Pair by pair, the New Fall Shoes process sociably along, past the toy store, the yoga studio, the barber shop. Maybe they are making appraising remarks about ordinary pedestrians’ dusty sneakers and unfashionably blunt-toed pumps; they sneer at my sockless feet in square-cut Birkenstock sandals. ”At least she ought to paint her toenails,” they chatter, in French, Italian, Hebrew, and Chinese; do shoes speak an international language, converse in Esperanto?
They disappear into the dark alcove of the shoe store doorway, tappity-tap, tappity-tap, leaving me out on the sidewalk with shoppers, kids in strollers, office workers returning to their cubicles, couples on their way to a late lunch.
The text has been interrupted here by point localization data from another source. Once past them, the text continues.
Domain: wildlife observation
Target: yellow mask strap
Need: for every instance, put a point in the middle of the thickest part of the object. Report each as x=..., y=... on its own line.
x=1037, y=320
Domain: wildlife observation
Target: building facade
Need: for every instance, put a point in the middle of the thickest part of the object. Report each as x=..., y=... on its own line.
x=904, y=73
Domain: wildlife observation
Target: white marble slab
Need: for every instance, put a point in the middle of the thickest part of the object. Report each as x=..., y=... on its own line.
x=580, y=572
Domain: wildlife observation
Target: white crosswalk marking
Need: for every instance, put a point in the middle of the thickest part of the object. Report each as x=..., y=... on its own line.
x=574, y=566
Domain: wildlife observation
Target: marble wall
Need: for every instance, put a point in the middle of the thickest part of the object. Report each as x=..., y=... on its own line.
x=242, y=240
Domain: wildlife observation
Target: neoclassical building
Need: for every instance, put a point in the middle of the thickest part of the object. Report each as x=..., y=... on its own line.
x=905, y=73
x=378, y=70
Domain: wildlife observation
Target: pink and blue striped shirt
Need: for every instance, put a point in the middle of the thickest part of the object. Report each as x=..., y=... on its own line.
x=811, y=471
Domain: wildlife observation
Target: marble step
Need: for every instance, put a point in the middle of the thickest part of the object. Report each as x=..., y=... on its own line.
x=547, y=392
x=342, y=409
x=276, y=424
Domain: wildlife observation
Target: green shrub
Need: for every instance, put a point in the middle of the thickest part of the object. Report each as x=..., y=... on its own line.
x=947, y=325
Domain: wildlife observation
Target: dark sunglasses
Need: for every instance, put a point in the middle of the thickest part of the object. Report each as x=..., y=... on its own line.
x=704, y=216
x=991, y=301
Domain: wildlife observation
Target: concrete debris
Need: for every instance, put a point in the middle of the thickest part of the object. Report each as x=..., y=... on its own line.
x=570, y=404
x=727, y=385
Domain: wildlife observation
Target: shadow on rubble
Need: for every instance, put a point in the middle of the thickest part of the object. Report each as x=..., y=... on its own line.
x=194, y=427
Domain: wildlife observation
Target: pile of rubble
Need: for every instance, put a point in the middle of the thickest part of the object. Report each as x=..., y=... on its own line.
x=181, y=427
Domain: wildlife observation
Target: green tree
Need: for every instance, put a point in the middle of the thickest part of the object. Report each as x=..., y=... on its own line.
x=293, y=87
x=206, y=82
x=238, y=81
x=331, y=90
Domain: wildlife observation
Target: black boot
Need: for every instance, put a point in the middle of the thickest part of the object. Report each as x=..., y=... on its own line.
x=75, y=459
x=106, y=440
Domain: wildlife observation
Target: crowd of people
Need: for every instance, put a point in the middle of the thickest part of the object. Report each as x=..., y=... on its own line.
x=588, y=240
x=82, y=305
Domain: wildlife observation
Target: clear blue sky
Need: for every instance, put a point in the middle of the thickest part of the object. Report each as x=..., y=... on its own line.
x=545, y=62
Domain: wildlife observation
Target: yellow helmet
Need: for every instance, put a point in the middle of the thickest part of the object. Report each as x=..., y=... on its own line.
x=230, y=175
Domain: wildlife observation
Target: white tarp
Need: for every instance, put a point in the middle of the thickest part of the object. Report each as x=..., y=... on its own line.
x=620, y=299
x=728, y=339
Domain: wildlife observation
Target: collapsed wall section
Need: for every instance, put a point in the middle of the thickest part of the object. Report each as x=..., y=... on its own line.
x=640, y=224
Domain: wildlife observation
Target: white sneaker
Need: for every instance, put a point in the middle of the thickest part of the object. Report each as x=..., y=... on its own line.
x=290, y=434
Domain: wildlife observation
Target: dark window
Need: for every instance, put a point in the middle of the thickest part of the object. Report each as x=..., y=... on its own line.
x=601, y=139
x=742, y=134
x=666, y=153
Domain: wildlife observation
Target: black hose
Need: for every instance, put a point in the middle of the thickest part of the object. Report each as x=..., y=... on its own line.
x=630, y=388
A vision of high fashion has passed among us and vanished, to reemerge on the feet of stylish Boston women. Trudging home in my sandals, in a different foot-world, I ponder: how does one walk and dance, balanced on those tapered heels?
In subsequent walks on Centre Street, I observe the sandwich board continuing to announce new arrivals. I see in the bold black letters the turning of the seasons, a call that demands some response, just as the crying of Canada geese in their great V, flying south, demands that I run outdoors and see them off.
And so I greet them: Welcome, Fall Shoes, as you sashay down the street, broadcasting your glamour, drumming your challenge in the tapping of your heels, reminding us—It’s a new season, ladies! Streamline your toes, be sexy and daring, risk your accustomed balance. Next time I’m going to enter the shadowed doorway and get introduced. I’ve already borrowed my granddaughter’s toenail polish. Any day now, I might be arriving somewhere—chic, au courant, sophisticated, in my new fall shoes.